Hard to define, even harder to treat.

by John McManamy

Anonymous writes:

"One day this, a couple days that, a couple more days back to this ... back and forth back and forth. My boyfriend now, well, he can't handle me. ... Sometimes I feel like I will never be able to have a relationship because my feelings keep flip-flopping. Well, that's what is happening now. I think I have worn him out."

Nowhere is the DSM-IV more out of touch with reality than in its criteria for rapid-cycling, this despite the fact that up to twenty percent of those with bipolar disorder may rapid-cycle. The DSM specifies at least four episodes of mood disturbance over the last 12 months to at least two months in remission and back or by a switch from one pole to the other. Rapid-cycling can occur in patients with both bipolar I and bipolar II, as well as unipolar depression.

For an illness defined by its ups and downs, however, cycling in and out of four mood episodes a year seems perfectly normal and downright leisurely. True, four episodes a year is four episodes too many, particularly when just one represents a life-threatening situation, and especially if the episodes come on suddenly. But poor Anonymous has to contend with the emotional whiplash of lurching from one extreme to the other every couple of days.

Ironically, because the DSM requires a minimum of two weeks for a depressive episode, one week for a manic episode, and four days for a hypomanic episode, this unfortunate woman's condition is technically unrecognized as such by psychiatry.

In an article in the Fall 2003 Journal of Child and Adolescent Psychophramacology, Tillman and Geller describe the example of a bipolar child who cycles up and down twice a day for one year. "With the terminology currently in use," they report, "it is unclear whether this should be described as a single episode that had a duration of 365 days or as approximately 730 episodes ... each less than 24 hours in duration."

Unofficially, psychiatry recognizes ultrarapid cyclers (occurring every few days) and ultradian cycling (occurring during the course of a day). Unfortunately, there is virtually no data providing insight into clinical distinctions, much less treatment. We do know that rapid-cyclers are more difficult to treat and that they are particularly sensitive to mood triggers, from bad encounters at work or with family to medications side effects to being overstimulated to too much caffeine to losing a night's sleep. We also know that rapid-cycling is more prevalent in those with bipolar II, that hypothyroidism is associated with rapid-cycling, and that more women rapid-cycle than men.

This is where readers would expect to shift gears into rapid-cycling in more depth, but there is a major problem. In the more than four years I have had this Website up, I have been aware of a crying need to have an article on the topic, but one is hard-pressed to report on what even the experts don't know. To those of you who rapid-cycle, psychiatry owes you an apology. They have let you down, left you in the dark. I wish I could give you more to go on, but what is on this page is the probably best you will find anywhere. It's not an accomplishment I take pride in.

Treatment of Rapid-Cycling

Those who rapid-cycle represent a moving target. Because of our ignorance, seminars on treating rapid-cycling are as plentiful at mental health conferences as vine-ripened tomatoes in winter. In the one seminar this writer ever ran across that suggested the topic would be brought up, the presenter instead talked the whole time about the fine points of a study of his that was barely relevant.

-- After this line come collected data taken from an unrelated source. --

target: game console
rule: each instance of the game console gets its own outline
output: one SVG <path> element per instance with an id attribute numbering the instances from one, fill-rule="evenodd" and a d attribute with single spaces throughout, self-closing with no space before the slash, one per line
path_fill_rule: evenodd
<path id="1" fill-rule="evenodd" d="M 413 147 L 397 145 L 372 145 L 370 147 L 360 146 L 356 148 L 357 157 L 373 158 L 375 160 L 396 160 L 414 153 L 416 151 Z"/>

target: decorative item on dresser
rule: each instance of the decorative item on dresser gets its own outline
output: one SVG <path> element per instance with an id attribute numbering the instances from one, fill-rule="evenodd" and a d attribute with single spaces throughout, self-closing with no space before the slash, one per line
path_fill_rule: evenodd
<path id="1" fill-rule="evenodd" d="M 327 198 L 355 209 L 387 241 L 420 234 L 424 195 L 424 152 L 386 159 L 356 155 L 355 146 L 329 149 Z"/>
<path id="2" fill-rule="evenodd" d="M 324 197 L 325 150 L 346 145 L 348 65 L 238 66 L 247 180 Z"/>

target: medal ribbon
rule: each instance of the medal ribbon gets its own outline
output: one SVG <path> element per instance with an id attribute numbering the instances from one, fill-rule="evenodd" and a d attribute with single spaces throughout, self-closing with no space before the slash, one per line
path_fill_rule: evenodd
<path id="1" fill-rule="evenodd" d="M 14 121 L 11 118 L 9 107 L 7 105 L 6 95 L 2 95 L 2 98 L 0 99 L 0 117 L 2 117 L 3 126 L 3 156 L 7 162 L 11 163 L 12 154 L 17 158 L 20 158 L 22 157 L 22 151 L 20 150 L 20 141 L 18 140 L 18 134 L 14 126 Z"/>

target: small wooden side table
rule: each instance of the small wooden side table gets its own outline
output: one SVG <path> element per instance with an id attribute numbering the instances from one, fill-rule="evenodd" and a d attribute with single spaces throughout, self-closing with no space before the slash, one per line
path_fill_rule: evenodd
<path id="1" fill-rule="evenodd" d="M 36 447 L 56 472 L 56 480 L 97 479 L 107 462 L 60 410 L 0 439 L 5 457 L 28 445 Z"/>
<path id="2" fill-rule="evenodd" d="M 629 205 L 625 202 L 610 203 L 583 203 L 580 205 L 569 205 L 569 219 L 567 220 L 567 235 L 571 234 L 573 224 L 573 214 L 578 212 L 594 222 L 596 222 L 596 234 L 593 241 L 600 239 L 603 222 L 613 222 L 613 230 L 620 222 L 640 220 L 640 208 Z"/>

The treatment guidelines are all uniformly vague on how to treat this aspect of the illness, except for the unequivocal injunction that antidepressants – with their risk of bringing on rapid-cycling – should not be used. This comes as cold comfort to rapid-cyclers, who generally need pharmaceutical support from all points of the compass.

A 1974 study concluded that lithium was a poor agent for treating rapid-cycling, but a 1980 study found that eliminating antidepressants from the mix dramatically enhanced the efficacy of lithium.

Finding the right combination of meds can be a discouraging process, but it is not hopeless. And in getting those meds to work, please don't tempt fate. You are a delicate scale that can easily be tipped in either direction, so ixnay to caffeine and high-sugar foods and bad lifestyle choices.

Update (11/11/05)

A Case Western Reserve University study comparing 254 rapid-cycling patients on lithium or Depakote is more revealing for the inordinately high drop-out rates and other unexpected findings than for the actual results, which also challenge conventional wisdom:

The first part of the study involved treating patients with open-label combination lithium and Depakote for up to six months. Seventy-six percent left the study prematurely (28 percent poor adherence, 26 percent nonresponse, 19 percent intolerable side effects). Of the nonresponders, 74 percent exhibited refractory depression, suggesting that different drugs with a better antidepressant effect (but not antidepressants) may be more appropriate.

The second part of the study involved treating the 60 (24 percent) remaining patients with either double-blinded lithium or Depakote over 20 months. Only 13 patients (22 percent) completed the study (10 percent intolerable side effects, 10 percent poorly adherent). Rates of relapse were 56 percent for lithium and 50 percent for Depakote, leading the authors of the study to conclude that "the hypothesis that divalproex is more effective than lithium in the long-term management of rapid-cycling bipolar disorder is not supported by these data."